If you want your soufflé to rise above the dish, you can make this in a 4-cup soufflé dish. Make a collar by wrapping a strip of buttered parchment paper around the outside of the dish and securing it with a string. Serve this soufflé with vanilla ice cream or frozen yogurt.
Ingredients
Butter to coat baking dish
1/2 cup sugar, divided
3 tablespoons espresso or very strong brewed coffee
5 ounces bittersweet chocolate, chopped
6 egg whites
4 egg yolks
Instructions
1. Preheat oven to 400F. Thoroughly butter a 2-quart soufflé dish or 6 (8-ounce) ramekins and sprinkle with 1⁄4 cup sugar.
2. Combine espresso and chocolate in a glass bowl. Microwave about 1 minute; stir until chocolate melts.
3. Whisk egg yolks into chocolate mixture.
4. Beat egg whites in a clean, dry bowl with a mixer until frothy. Gradually add remaining 1⁄4 cup sugar, beating until soft peaks form.
5. Stir about 1 cup egg white mixture into chocolate mixture. Fold remaining egg white mixture into chocolate mixture.

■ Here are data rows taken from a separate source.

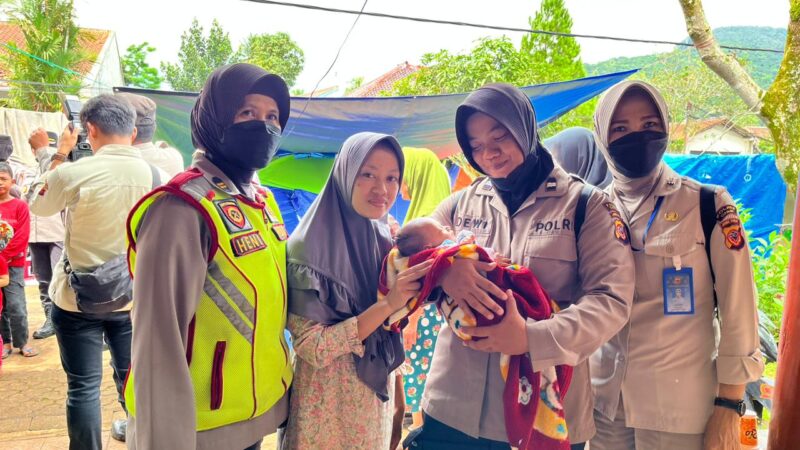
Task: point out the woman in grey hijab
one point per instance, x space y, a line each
345 359
575 150
665 381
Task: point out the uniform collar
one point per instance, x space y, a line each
668 183
555 185
216 177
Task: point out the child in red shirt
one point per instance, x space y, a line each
6 233
14 318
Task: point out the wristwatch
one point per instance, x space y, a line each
736 405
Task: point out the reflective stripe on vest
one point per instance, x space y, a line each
238 358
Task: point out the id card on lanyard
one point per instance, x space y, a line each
678 283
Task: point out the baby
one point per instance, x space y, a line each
424 233
532 400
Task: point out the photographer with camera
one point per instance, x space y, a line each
47 233
91 285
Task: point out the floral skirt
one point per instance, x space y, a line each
418 358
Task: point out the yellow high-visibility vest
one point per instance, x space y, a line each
237 355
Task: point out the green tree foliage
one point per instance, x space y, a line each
354 84
276 53
136 70
50 33
198 56
539 59
761 65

6. Spoon into the prepared dish. Place on a baking sheet and bake 30 to 40 minutes (soufflé dish) or 20 to 25 minutes (ramekins), until soufflé rises. Serve immediately. Serves 6.
Recipe by Tracy Ceurvels, "After the Fall," Feb. 2009.
Nutritional Information
Per serving: 210 calories, 13g fat, 140mg chol., 7g prot., 24g carbs., 2g fiber, 65mg sodium.